Pytorch, what are the gradient arguments

I am reading through the documentation of PyTorch and found an example where they write
gradients = torch.FloatTensor([0.1, 1.0, 0.0001])
where x was an initial variable, from which y was constructed (a 3-vector). The question is, what are the 0.1, 1.0 and 0.0001 arguments of the gradients tensor ? The documentation is not very clear on that.

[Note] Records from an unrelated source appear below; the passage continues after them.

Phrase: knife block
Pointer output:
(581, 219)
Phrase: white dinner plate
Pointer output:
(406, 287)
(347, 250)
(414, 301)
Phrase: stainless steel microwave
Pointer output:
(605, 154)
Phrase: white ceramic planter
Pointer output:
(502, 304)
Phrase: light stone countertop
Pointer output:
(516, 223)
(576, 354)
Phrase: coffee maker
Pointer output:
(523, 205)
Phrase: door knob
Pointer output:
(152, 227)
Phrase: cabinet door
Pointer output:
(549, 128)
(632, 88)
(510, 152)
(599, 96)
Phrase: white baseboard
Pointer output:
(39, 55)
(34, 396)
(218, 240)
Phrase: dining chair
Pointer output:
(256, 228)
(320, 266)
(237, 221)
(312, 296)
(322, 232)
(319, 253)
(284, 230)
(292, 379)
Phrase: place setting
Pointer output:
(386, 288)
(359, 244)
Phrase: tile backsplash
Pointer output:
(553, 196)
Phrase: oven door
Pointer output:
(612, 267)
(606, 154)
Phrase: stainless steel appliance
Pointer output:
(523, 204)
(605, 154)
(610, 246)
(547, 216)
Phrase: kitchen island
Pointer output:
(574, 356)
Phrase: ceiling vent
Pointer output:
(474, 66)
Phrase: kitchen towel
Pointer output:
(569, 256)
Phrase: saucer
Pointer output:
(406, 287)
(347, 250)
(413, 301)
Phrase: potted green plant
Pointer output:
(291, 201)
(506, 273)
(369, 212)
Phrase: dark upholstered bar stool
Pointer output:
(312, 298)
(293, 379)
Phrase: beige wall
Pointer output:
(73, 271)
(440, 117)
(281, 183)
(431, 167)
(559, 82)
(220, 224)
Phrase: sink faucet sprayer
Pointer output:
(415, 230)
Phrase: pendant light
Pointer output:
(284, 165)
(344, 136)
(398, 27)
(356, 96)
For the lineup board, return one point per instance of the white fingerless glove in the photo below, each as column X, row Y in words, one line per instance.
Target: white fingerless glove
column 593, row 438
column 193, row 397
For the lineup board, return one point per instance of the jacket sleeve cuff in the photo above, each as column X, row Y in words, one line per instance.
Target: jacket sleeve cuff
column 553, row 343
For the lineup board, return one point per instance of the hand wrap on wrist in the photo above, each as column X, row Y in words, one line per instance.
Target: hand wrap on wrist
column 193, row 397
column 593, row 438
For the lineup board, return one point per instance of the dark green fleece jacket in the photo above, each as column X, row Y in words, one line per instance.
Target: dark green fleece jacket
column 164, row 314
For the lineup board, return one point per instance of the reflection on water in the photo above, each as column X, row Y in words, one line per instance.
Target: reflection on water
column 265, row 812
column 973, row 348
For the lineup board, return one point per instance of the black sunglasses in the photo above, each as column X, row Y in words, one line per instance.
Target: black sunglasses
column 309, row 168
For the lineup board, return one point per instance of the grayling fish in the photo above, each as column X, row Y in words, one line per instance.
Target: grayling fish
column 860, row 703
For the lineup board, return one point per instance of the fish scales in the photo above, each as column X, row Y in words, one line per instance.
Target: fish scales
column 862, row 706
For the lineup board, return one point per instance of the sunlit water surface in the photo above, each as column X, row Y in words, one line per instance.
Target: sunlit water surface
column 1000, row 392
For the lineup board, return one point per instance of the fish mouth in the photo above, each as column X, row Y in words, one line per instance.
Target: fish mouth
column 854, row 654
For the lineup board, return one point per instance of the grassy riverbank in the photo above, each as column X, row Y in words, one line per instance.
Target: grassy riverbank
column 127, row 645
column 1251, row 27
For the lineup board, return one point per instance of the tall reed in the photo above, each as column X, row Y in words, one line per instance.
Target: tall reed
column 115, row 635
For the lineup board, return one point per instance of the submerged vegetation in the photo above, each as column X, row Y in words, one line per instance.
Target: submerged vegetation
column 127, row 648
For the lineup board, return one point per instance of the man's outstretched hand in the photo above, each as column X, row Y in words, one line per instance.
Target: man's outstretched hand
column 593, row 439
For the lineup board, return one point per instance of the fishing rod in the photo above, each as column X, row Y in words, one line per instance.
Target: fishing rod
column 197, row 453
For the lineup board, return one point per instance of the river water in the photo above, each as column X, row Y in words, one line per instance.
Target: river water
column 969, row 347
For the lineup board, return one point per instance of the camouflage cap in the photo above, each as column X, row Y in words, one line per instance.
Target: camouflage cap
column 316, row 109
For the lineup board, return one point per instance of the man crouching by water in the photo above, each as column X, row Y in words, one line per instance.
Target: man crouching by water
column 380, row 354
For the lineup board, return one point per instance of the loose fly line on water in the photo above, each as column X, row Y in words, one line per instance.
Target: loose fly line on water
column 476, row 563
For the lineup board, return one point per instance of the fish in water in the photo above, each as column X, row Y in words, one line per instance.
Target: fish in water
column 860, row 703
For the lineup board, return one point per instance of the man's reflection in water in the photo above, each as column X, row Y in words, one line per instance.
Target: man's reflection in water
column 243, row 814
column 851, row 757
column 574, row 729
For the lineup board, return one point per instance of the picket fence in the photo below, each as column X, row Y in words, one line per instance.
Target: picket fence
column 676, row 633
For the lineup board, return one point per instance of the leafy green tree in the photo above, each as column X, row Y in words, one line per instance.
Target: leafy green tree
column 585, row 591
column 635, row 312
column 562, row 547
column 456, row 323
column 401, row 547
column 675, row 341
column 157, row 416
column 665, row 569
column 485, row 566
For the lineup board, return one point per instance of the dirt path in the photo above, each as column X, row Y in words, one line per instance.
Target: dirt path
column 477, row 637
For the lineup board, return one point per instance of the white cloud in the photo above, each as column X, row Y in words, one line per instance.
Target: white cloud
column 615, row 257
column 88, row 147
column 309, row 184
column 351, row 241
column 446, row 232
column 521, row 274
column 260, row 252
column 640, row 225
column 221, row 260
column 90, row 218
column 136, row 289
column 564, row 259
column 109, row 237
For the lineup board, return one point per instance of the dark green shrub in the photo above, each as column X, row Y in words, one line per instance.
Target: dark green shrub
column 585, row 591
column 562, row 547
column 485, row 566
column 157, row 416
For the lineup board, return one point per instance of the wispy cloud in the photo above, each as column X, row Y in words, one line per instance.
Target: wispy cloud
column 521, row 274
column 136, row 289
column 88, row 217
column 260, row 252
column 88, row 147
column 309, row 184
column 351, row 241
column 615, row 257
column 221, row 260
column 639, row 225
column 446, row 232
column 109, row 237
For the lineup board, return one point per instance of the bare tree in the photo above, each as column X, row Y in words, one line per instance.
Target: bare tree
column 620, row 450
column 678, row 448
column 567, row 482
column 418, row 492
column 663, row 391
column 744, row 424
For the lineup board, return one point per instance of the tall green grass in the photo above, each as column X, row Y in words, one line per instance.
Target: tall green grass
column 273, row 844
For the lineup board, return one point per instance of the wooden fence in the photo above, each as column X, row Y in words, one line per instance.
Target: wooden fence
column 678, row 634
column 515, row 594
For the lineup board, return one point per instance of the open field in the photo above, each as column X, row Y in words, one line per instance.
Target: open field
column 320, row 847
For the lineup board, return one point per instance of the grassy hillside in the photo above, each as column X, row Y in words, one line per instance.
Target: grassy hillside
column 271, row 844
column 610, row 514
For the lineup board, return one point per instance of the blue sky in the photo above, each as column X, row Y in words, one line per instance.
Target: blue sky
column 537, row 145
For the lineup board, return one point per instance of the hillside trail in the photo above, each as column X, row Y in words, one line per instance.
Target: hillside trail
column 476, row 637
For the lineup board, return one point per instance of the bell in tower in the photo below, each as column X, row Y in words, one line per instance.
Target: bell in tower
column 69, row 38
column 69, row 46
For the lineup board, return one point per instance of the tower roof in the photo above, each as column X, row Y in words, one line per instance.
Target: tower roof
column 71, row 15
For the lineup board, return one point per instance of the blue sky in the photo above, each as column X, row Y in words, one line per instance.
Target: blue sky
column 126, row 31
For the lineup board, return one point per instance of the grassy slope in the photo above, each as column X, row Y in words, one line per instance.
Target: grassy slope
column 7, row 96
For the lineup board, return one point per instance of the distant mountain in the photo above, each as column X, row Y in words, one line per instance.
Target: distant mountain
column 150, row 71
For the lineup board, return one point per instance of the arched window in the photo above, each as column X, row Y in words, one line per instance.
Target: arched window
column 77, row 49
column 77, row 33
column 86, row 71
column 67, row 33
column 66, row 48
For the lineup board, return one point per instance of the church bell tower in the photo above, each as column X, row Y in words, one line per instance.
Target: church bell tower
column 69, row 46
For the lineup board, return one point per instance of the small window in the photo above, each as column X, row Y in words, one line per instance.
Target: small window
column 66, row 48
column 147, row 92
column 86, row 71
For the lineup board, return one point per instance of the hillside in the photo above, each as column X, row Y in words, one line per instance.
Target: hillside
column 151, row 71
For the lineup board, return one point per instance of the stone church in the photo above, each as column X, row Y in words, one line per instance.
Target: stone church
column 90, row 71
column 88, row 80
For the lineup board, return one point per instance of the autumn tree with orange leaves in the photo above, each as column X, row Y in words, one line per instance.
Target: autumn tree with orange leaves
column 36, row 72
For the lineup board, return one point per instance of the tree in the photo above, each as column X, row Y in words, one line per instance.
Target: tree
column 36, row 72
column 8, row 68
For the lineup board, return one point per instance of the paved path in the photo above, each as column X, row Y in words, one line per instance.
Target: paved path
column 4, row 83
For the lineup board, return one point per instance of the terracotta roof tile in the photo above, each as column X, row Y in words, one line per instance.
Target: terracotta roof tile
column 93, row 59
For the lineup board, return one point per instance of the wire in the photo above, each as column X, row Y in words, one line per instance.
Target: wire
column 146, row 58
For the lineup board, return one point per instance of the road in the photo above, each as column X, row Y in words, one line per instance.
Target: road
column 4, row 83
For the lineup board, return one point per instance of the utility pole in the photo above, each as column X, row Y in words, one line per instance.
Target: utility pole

For neural networks, we usually use loss to assess how well the network has learned to classify the input image (or other tasks). The loss term is usually a scalar value. In order to update the parameters of the network, we need to calculate the gradient of loss w.r.t to the parameters, which is actually leaf node in the computation graph (by the way, these parameters are mostly the weight and bias of various layers such Convolution, Linear and so on).
According to chain rule, in order to calculate gradient of loss w.r.t to a leaf node, we can compute derivative of loss w.r.t some intermediate variable, and gradient of intermediate variable w.r.t to the leaf variable, do a dot product and sum all these up.
The gradient arguments of a Variable's backward() method is used to calculate a weighted sum of each element of a Variable w.r.t the leaf Variable. These weight is just the derivate of final loss w.r.t each element of the intermediate variable.
A concrete example
Let's take a concrete and simple example to understand this.
from torch.autograd import Variable
import torch
x = Variable(torch.FloatTensor([[1, 2, 3, 4]]), requires_grad=True)
z = 2*x
loss = z.sum(dim=1)
# do backward for first element of z
z.backward(torch.FloatTensor([[1, 0, 0, 0]]), retain_graph=True)
print( #remove gradient in x.grad, or it will be accumulated
# do backward for second element of z
z.backward(torch.FloatTensor([[0, 1, 0, 0]]), retain_graph=True)
# do backward for all elements of z, with weight equal to the derivative of
# loss w.r.t z_1, z_2, z_3 and z_4
z.backward(torch.FloatTensor([[1, 1, 1, 1]]), retain_graph=True)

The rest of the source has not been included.